In the two years since the change, website owners have seen that percentage go much higher, many up around 40%, with some reporting as much as 60% of search traffic described as “not provided.”

Naturally, Google Analytics users are concerned, some have come up with complex strategies for getting at some of the data, while others have described available data as “useless.”

That’s ridiculous, of course. At worst, we are still looking at 40% of the search traffic. Play around with this random sample size calculator to see just how huge that is. But what we don’t know is whether there is something distinct about the “not provided” visitors. If so, then we’re losing insight into a huge segment of visitors. But if this group is fairly similar to the whole population, then our sample size is big enough that whatever keyword information we are getting can be effectively mapped to the website as a whole.

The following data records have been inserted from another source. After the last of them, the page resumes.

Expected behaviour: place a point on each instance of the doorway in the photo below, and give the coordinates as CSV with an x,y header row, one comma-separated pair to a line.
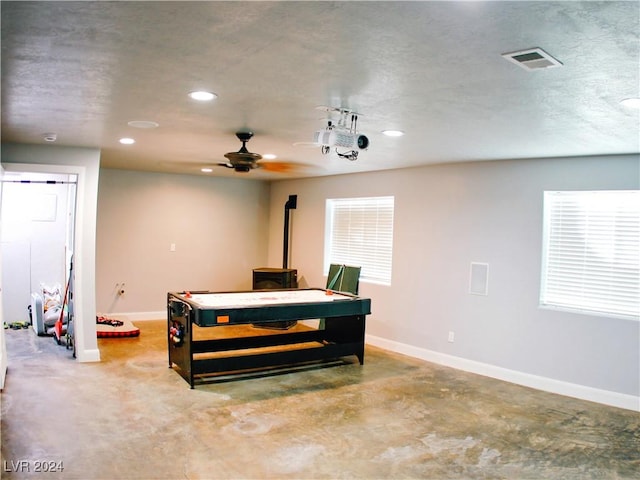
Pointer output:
x,y
37,236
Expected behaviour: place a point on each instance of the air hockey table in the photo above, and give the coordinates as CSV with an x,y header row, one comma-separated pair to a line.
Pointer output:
x,y
340,333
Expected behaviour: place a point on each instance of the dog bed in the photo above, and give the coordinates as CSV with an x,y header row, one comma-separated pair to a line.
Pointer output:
x,y
115,327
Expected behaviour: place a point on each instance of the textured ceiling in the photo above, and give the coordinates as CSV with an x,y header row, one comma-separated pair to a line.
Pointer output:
x,y
82,70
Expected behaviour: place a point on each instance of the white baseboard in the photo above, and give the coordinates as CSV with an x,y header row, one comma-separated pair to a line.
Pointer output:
x,y
582,392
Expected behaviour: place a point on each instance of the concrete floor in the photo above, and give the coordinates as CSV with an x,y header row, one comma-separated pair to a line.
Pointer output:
x,y
131,417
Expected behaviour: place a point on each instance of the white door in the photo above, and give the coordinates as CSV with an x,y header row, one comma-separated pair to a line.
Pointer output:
x,y
3,347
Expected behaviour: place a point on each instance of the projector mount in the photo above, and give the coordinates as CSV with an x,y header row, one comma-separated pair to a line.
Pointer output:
x,y
343,134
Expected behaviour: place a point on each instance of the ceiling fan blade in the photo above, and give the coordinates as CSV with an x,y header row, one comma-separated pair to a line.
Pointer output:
x,y
282,167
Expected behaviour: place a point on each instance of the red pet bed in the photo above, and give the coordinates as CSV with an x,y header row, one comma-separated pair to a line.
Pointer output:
x,y
112,327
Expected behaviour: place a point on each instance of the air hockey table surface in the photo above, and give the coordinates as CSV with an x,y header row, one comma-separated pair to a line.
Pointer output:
x,y
258,306
341,334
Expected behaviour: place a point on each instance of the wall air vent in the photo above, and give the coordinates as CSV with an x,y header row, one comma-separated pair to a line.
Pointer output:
x,y
532,59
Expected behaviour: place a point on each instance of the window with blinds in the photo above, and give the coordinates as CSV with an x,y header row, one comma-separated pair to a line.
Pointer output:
x,y
359,232
591,252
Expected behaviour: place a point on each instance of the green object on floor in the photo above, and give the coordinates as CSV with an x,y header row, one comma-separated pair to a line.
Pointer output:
x,y
19,325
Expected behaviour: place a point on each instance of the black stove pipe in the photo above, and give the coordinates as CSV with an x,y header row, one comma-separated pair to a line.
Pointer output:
x,y
291,204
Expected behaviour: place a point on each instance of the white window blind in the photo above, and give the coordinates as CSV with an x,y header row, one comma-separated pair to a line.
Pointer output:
x,y
359,232
591,252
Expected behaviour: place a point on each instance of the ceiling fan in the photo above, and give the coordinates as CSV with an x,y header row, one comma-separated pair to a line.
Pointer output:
x,y
244,161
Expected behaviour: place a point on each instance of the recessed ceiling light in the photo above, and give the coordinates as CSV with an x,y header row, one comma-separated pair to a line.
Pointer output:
x,y
631,102
393,133
202,96
143,124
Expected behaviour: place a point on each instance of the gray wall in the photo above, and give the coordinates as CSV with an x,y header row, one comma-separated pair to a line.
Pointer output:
x,y
448,216
219,227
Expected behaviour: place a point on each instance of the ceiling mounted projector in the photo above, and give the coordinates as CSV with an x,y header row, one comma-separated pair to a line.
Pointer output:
x,y
341,138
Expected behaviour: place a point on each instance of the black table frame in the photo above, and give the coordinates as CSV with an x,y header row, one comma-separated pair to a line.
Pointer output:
x,y
342,334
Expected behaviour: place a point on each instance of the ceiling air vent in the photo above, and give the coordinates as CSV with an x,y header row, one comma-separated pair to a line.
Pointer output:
x,y
532,59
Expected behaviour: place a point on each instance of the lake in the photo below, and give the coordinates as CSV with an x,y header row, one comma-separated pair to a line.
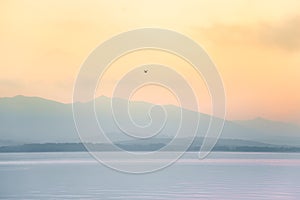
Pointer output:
x,y
222,175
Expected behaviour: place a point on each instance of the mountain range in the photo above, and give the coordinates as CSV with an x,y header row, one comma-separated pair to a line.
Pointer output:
x,y
25,120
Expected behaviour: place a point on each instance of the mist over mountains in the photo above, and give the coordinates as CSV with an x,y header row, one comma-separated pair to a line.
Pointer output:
x,y
25,120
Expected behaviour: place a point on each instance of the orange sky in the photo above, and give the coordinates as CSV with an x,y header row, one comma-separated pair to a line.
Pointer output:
x,y
255,45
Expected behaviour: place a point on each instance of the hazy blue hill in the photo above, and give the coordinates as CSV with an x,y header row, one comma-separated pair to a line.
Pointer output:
x,y
280,132
37,120
151,145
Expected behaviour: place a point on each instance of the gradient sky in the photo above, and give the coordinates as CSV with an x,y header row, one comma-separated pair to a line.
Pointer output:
x,y
255,45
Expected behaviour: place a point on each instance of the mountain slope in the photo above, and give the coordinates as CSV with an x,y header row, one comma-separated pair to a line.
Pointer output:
x,y
36,120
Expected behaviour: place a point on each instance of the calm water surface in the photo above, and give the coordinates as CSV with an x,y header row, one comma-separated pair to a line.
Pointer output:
x,y
220,176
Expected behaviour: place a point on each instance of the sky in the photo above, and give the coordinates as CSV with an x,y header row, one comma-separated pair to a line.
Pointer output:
x,y
254,44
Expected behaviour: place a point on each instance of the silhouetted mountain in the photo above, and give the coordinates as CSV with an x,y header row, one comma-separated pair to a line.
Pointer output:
x,y
36,120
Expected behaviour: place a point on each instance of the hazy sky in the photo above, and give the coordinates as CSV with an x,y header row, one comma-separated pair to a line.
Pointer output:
x,y
255,45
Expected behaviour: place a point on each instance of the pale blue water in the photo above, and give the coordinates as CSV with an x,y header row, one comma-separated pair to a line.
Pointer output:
x,y
220,176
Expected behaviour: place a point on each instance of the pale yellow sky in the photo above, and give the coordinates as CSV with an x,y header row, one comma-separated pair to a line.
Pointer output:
x,y
255,45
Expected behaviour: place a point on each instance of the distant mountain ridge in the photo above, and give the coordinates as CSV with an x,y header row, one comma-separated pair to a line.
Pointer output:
x,y
26,120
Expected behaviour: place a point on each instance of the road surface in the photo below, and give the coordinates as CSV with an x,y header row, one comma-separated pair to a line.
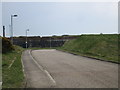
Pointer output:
x,y
49,68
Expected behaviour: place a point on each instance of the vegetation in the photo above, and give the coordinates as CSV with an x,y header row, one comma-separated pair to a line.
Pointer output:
x,y
103,46
6,45
12,73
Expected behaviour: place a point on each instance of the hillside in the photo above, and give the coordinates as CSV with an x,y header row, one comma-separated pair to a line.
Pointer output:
x,y
103,46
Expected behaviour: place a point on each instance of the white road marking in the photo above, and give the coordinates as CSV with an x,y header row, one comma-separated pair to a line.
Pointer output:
x,y
45,71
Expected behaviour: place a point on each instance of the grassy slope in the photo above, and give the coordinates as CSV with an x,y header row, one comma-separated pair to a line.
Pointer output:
x,y
98,46
12,77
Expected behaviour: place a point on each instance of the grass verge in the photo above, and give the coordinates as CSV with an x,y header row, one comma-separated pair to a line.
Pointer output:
x,y
12,73
104,46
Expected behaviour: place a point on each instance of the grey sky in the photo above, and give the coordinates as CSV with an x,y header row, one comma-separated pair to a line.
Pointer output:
x,y
58,18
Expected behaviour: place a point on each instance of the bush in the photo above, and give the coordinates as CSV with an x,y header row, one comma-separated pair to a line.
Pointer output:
x,y
6,45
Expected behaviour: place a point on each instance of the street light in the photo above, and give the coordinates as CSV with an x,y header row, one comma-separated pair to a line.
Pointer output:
x,y
26,37
12,27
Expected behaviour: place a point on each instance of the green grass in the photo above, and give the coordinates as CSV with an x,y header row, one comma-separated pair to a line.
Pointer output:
x,y
13,77
101,46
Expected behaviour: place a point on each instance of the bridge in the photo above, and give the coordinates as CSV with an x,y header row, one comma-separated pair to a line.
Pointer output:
x,y
37,41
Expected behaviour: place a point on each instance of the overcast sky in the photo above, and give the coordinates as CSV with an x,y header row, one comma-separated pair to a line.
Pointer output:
x,y
58,18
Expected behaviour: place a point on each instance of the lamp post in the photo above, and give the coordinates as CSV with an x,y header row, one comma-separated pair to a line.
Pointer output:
x,y
26,37
12,27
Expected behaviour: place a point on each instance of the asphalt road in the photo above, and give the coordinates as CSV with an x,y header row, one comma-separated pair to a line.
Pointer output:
x,y
56,69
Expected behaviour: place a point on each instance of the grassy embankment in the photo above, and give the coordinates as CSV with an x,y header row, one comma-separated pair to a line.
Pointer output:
x,y
104,47
12,73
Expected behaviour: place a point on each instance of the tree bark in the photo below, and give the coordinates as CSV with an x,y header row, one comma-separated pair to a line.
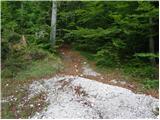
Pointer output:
x,y
151,43
53,23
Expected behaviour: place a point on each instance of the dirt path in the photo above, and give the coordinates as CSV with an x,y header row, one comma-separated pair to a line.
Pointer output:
x,y
75,64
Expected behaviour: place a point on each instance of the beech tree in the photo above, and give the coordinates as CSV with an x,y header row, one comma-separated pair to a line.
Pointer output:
x,y
53,23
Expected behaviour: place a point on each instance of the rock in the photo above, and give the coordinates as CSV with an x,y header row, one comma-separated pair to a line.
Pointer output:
x,y
114,81
31,105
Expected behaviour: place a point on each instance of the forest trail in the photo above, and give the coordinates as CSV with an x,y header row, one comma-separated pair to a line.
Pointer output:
x,y
79,92
76,64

I took a look at five websites from a variety of sectors and of varying sizes. These included retail, non-profit commerce, health services, a public health agency, and a news/information site. For those want to see the data, I lay it out more thoroughly in this blog post.

Here is a description of the sites I looked at:

Basically, I looked at two questions:

  • Over three years, how much did the top keywords change for each website?
  • Comparing the “not provided” searches to all searches, how much did metrics such as time on website, pages/visit, % new visits, and bounce rate vary?

Changes in Top Keywords

Over time, I’ve noticed that with large, popular website, the most popular search phrases often remain stable. If there was a major difference between the “not provided” traffic and the known traffic, the top keyword list would likely see a change as well.

The top ten keywords for all sites remained strongly consistent over three years. The one site that showed the highest variability, with two top five terms dropping off the first page, was a news website with frequently updated content. Two websites did not have any of the top five terms drop off the front page.

On-Site Behavior

With one year’s data, most websites showed that the metrics for “not provided” were close, but not exactly the same as those for all search. One site in particular, the non-profit commerce site, showed higher variation in time on website and pages/visit of nearly 27%. Other websites showed far less variation.

My take is that, for most websites the currently available keyword data is an accurate representation of the search phrases people use to come to your website. Of course it never hurts to take a look at your own data and see if there is a bigger variation for some reason.